Last year, Xbox head Phil Spencer was promoted to Vice President of gaming within Microsoft, giving him a larger say in how video games fit into the company’s overall strategy and where investments should be made. Spencer has already snagged one major acquisition for Microsoft in the form of Mojang back in 2014, but it seems that more could be on the horizon. According to SuperData Research CEO, Joost Van Dreunen, we should be “expecting to hear Microsoft announce something very, very shortly”. Whether that means a major studio acquisition, or building on its current roster remains to be seen.

However, there is reason to be optimistic. Microsoft has $130 billion in cash sitting around and prime for spending to boost other areas. PUBG is already selling very well on Xbox One, and Microsoft has some form of relationship with the folks at PUBG Corp, so that is an option. I think we can rule out Valve entirely as the company is already in a comfortable position, being a famed video game studio in addition to the largest PC gaming platform holder. Not to mention the fact that Gabe Newell has been critical of Microsoft over the years.

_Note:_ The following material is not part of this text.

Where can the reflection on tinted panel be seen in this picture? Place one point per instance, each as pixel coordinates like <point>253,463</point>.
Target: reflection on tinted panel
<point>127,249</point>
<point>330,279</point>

EA on the other hand is a publicly traded company. Microsoft would have to shell out $36 billion to acquire the publisher in addition to a premium in order to get investors on board. However, according to Polygon’s ‘reliable source close to Microsoft’, this is an option being talked about behind closed doors.

EA and Microsoft have always had a close relationship, with most EA-published titles selling among the best on Xbox One. But why would Microsoft want to pick up EA, particularly after all the PR disasters the publisher has endured? Well as VentureBeat points out, a large chunk of it could simply come down to boosting the Xbox Game Pass.

Microsoft recently announced that all future first-party games will arrive on Game Pass for PC and Xbox the same day it goes on sale. The subscription-style game service is something that Microsoft is investing in, bringing the ‘Netflix model’ to games. If Microsoft picked up EA, then all of ‘The Vault’ content on the EA Access service would transfer over to Game Pass.

Aside from that, such a huge acquisition would also give Microsoft control over some very impressive studios, including Bioware and DICE. Suddenly Microsoft would have the expertise and infrastructure to start pushing out exclusive IP in other genres. We could start seeing RPGs and action games, breaking the constant cycle of racing games and shooters that Microsoft has been stuck with for most of this console generation.

At the end of the day though, it all comes down to whether or not EA’s investors would agree to sell and whether or not Satya Nadella would be willing to give up such a hefty chunk of Microsoft’s cash. As far as we know, this is just something that has been talked about on Microsoft’s end. There is no confirmation that the company has approached EA, or even PUBG Corp, about a potential buyout at this stage. With that in mind, these are all wild rumors for now.

KitGuru Says: The number of active studios under Microsoft’s wing has dwindled over the years. The company definitely needs to do something to boost its first-party content output if it wants to compete with Sony in the future. Still, to me at least, the idea of Microsoft buying EA or Valve seems a bit too wild. Though I must admit, it would be nice to see Bioware under new leadership, because right now the studio seems prime for the EA chopping block.